Solving a Homework Problem with One Pivot

[Falcon99]

Homework Statement

https://cdn.discordapp.com/attachments/373928512811302912/528638926148337704/question.PNG

part a )50N
I cannot answer part b.

Homework Equations

M=FD

The Attempt at a Solution

Ok so if both pivots were in contact with the beam I would just equate them with the oppposite moments( anticlockwise ,clockwise) e.g 4
However because only 1 pivot is in contact with the beam I can't figure out how to equate it . I tried finding the resultant anticlockwise moment which was 100nm but that would me it would be turning so that's not right. This website http://wiki.math.se/wikis/2009/bridgecoursemechanics/index.php/14._Moments_and_equilibrium has been usefult but only explains it when there is 2 pivots .

 

[Doc Al]

There are two facts that you can use:
(1) The net torque about any point must be zero. (Assuming equilibrium.)
(2) The net force on the plank must be zero.

That should allow you to solve b.

 

[PhanthomJay]

The problem is not worded correctly, it should say that the board is just on the verge of lifting off the right support.
But how did you-get the answer to part a?? Please show your work.

 

[Falcon99]

The problem is not worded correctly, it should say that the board is just on the verge of lifting off the right support.
But how did you-get the answer to part a?? Please show your work.

I did 2Xw=200X0.5
w=50N

 

[Falcon99]

I did 2Xw=200X0.5
w=50N

There are two facts that you can use:
(1) The net torque about any point must be zero. (Assuming equilibrium.)
(2) The net force on the plank must be zero.

That should allow you to solve b.

There are two facts that you can use:
(1) The net torque about any point must be zero. (Assuming equilibrium.)
(2) The net force on the plank must be zero.

That should allow you to solve b.

How do I find the force though , I have equated those but just proves they're are equlibrium like you said, I can't see where I can equate for F(force)

 

[Doc Al]

How about you use fact #2 from my list? Express that mathematically.

 

[Falcon99]

How about you use fact #2 from my list?

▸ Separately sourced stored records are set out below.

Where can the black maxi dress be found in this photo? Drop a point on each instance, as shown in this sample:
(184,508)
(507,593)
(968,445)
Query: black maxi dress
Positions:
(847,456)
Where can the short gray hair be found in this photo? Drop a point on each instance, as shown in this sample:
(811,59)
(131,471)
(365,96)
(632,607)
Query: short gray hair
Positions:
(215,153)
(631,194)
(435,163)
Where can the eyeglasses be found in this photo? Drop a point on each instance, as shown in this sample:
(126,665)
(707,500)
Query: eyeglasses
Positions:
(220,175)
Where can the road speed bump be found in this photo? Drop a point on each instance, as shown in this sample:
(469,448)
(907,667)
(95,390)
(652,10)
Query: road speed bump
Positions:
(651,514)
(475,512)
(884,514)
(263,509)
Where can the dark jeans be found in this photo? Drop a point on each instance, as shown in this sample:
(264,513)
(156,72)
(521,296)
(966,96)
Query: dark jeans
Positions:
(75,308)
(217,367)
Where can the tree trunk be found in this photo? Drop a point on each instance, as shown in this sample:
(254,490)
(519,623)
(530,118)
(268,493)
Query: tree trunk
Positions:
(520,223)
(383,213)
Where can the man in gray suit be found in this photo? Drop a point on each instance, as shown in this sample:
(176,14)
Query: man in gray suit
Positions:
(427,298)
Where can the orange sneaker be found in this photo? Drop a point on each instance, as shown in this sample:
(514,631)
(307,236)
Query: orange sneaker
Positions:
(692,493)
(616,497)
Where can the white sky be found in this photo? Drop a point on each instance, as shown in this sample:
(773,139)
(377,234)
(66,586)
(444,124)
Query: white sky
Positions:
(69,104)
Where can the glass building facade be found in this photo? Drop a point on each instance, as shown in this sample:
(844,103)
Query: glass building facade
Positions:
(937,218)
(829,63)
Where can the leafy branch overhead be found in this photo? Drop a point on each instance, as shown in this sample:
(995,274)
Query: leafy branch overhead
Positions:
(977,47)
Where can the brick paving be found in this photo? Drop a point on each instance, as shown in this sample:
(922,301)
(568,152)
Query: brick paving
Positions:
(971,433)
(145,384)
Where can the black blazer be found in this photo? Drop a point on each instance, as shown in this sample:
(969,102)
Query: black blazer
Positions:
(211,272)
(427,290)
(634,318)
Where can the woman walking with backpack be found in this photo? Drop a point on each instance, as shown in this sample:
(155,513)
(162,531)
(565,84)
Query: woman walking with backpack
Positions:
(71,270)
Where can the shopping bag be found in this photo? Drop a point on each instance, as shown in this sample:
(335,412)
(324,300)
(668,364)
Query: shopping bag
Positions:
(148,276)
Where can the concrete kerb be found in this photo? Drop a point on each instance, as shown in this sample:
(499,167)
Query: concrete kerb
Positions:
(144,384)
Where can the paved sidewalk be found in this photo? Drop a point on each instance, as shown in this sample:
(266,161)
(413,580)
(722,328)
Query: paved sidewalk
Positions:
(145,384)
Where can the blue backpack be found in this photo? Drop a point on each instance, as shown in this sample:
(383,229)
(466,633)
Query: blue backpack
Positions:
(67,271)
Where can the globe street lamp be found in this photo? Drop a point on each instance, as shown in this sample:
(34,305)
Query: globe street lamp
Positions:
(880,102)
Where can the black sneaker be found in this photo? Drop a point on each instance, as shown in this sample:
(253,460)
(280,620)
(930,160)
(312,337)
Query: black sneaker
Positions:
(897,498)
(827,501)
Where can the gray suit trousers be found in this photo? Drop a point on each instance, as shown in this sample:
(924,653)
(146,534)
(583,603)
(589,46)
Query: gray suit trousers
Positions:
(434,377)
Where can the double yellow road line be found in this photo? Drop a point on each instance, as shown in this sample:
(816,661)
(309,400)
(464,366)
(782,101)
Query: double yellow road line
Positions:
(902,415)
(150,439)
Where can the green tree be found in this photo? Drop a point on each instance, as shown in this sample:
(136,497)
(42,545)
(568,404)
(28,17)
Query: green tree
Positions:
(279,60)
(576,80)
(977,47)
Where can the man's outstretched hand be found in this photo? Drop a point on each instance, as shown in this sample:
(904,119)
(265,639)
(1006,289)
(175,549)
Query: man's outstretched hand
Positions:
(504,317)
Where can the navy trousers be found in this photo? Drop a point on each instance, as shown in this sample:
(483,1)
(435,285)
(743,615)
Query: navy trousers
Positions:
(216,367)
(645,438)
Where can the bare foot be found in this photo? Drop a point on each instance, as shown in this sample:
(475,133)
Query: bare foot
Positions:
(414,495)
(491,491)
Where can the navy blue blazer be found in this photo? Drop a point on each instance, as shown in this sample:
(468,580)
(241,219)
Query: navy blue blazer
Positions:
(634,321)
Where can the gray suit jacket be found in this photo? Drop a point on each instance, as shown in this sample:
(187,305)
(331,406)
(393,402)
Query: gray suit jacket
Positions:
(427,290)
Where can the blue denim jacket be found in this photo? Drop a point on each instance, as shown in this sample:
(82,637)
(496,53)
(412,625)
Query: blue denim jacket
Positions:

Express that mathematically.

Ok I've found the anticlockwise and clockwise moments, so net moment is 0 . But still haven't found a way to prove the upward and downward force on the plank is 0.

 

[Doc Al]

But still haven't found a way to prove the upward and downward force on the plank is 0.

That's just a condition for equilibrium, which must be assumed to solve the problem. (As @PhanthomJay points out, the problem could have been worded more clearly.)

 

[Doc Al]

(Hint: Clearly identify the forces acting on the plank. There are three: Two act down, one acts up.)

 

[haruspex]

haven't found a way to prove the upward and downward force on the plank is 0.

You do not need to prove that. As @PhanthomJay pointed out, the question is poorly worded. It should say that the other end only just starts to lift, i.e. the acceleration is negligible. This allows you to treat it as a statics problem, so the forces are necessarily in balance. You just need to express that as an equation.
Note that the torque balance equations you already used assume the system is effectively static. It cannot be solved without that assumption.

By the way, it is not strictly necessary to use the linear force balance. You can solve the problem entirely with torques, provided you use two different axes. Indeed, the linear balance is equivalent to using an axis at infinity.

 

[Falcon99]

You do not need to prove that. As @PhanthomJay pointed out, the question is poorly worded. It should say that the other end only just starts to lift, i.e. the acceleration is negligible. This allows you to treat it as a statics problem, so the forces are necessarily in balance. You just need to express that as an equation.
Note that the torque balance equations you already used assume the system is effectively static. It cannot be solved without that assumption.

By the way, it is not strictly necessary to use the linear force balance. You can solve the problem entirely with torques, provided you use two different axes. Indeed, the linear balance is equivalent to using an axis at infinity.

Yeah all makes sense now , I see what you mean I can just equate like a normal statics question. Thanks a lot for everyones help and time.